Agrana-Aktie: Agrana tut sich schwer mit Margenkontrollen!
Ab Juli sollen in Österreich die Mehrwertsteuern auf Grundnahrungsmittel sinken. Damit dies auch beim Verbraucher ankommt, hat die Regierung gleichzeitig Maßnahmen für mehr Transparenz auf den Weg gebracht. Jene sehen vor, dass Unternehmen entlang der Lebensmittel-Wertschöpfungsketten ihre Margen an die Wettbewerbsbehören mitteilen sollen.
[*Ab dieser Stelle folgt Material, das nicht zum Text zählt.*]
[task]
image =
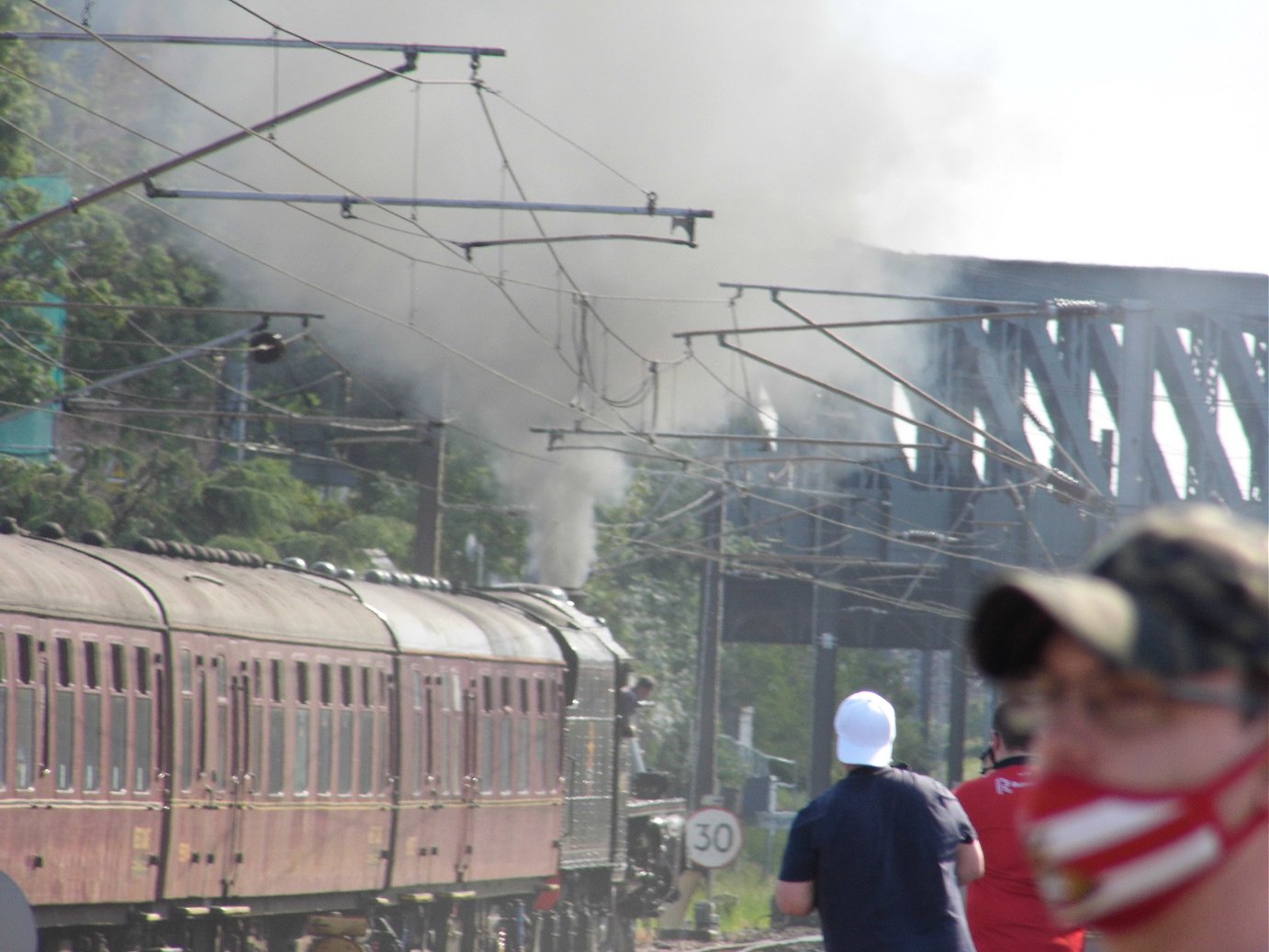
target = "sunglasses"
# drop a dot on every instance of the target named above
(1126, 700)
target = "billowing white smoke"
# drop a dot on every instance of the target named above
(561, 501)
(794, 162)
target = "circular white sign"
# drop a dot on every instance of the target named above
(714, 836)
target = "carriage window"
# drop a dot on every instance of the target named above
(142, 670)
(367, 753)
(186, 719)
(92, 717)
(346, 722)
(65, 673)
(141, 749)
(299, 773)
(118, 743)
(24, 752)
(345, 750)
(26, 659)
(325, 748)
(522, 756)
(186, 669)
(118, 667)
(4, 710)
(301, 752)
(92, 677)
(92, 742)
(486, 753)
(504, 766)
(222, 722)
(63, 715)
(276, 749)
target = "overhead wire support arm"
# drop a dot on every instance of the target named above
(933, 298)
(477, 203)
(560, 431)
(351, 46)
(185, 159)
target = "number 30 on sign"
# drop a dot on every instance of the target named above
(713, 838)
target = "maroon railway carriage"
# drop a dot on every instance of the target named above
(202, 754)
(481, 722)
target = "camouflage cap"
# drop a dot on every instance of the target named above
(1175, 590)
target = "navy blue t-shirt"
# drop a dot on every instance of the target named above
(881, 848)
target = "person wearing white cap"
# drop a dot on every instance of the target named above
(883, 852)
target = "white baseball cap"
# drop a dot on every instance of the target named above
(866, 730)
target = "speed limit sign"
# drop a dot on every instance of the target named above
(713, 836)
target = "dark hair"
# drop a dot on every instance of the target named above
(1014, 732)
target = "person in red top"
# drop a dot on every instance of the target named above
(1004, 906)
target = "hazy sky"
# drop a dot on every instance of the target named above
(1129, 133)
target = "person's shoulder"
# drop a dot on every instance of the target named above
(972, 786)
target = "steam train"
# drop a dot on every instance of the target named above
(201, 752)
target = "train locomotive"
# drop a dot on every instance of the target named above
(201, 752)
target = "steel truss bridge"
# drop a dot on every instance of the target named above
(1115, 390)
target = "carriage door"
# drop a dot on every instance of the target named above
(470, 753)
(240, 779)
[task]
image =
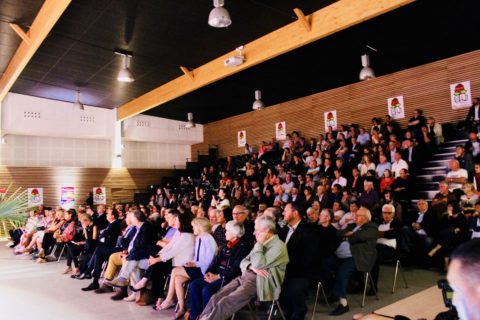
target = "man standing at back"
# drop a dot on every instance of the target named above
(302, 241)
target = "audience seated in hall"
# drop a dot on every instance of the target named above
(332, 189)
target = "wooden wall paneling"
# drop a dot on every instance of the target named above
(425, 87)
(121, 184)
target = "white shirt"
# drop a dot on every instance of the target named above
(460, 173)
(387, 242)
(421, 215)
(291, 230)
(397, 166)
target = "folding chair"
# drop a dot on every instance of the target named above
(368, 278)
(319, 287)
(398, 267)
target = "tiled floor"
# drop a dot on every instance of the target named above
(32, 291)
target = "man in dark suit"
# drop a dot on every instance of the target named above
(302, 241)
(472, 122)
(107, 245)
(418, 237)
(356, 252)
(141, 247)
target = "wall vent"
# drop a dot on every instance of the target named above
(143, 123)
(31, 115)
(87, 119)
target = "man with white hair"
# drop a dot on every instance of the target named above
(457, 176)
(356, 252)
(262, 276)
(388, 236)
(224, 267)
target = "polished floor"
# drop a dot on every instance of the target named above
(39, 291)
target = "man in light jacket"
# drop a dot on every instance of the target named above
(263, 271)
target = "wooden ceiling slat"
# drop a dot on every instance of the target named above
(41, 27)
(334, 18)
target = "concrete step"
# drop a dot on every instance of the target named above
(454, 143)
(426, 186)
(429, 178)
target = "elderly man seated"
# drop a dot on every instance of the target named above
(356, 252)
(388, 237)
(262, 276)
(222, 270)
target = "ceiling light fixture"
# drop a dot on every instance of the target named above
(236, 60)
(258, 103)
(77, 105)
(190, 124)
(125, 75)
(219, 16)
(366, 73)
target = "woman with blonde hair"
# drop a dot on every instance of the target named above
(205, 251)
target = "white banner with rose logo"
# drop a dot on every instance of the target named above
(35, 197)
(99, 195)
(242, 138)
(396, 107)
(330, 119)
(280, 131)
(461, 95)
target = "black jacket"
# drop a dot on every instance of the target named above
(363, 245)
(144, 243)
(301, 247)
(227, 262)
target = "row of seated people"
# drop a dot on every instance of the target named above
(185, 257)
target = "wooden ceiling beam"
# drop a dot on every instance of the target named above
(324, 22)
(46, 18)
(19, 31)
(301, 17)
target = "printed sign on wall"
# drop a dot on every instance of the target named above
(330, 119)
(99, 195)
(396, 107)
(35, 197)
(242, 138)
(461, 95)
(280, 131)
(67, 197)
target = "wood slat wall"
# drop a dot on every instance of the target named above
(426, 87)
(121, 184)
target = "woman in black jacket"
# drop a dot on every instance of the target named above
(225, 267)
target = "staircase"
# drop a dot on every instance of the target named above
(435, 170)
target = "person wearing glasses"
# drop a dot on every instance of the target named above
(357, 251)
(240, 214)
(389, 232)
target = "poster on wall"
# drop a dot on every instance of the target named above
(461, 95)
(396, 108)
(67, 197)
(242, 138)
(35, 197)
(99, 195)
(330, 119)
(280, 131)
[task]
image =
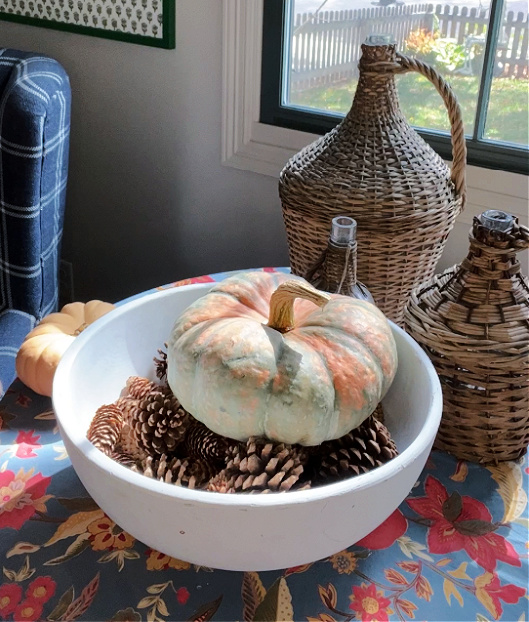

Für dieses Vorhaben gibt es in der Branche allerdings nur wenig Begeisterung.
Auf den Seiten der Wiener Börse wird Agrana-Chef Stephan Büttner, der gleichzeitig auch als Fachverbandsobmann der Wirtschaftskammer Österreich (WKÖ) in Erscheinung tritt, mit deutlichen Worten zitiert. Die Pläne der Regierung bezeichnet Büttner als "absurd". Nachvollziehen könne er jene vor allem deshalb nicht, weil ein funktionierender Wettbewerb herrsche. Zudem sei offen, welche Margen übermittelt werden sollen und wie dies logistisch umzusetzen ist.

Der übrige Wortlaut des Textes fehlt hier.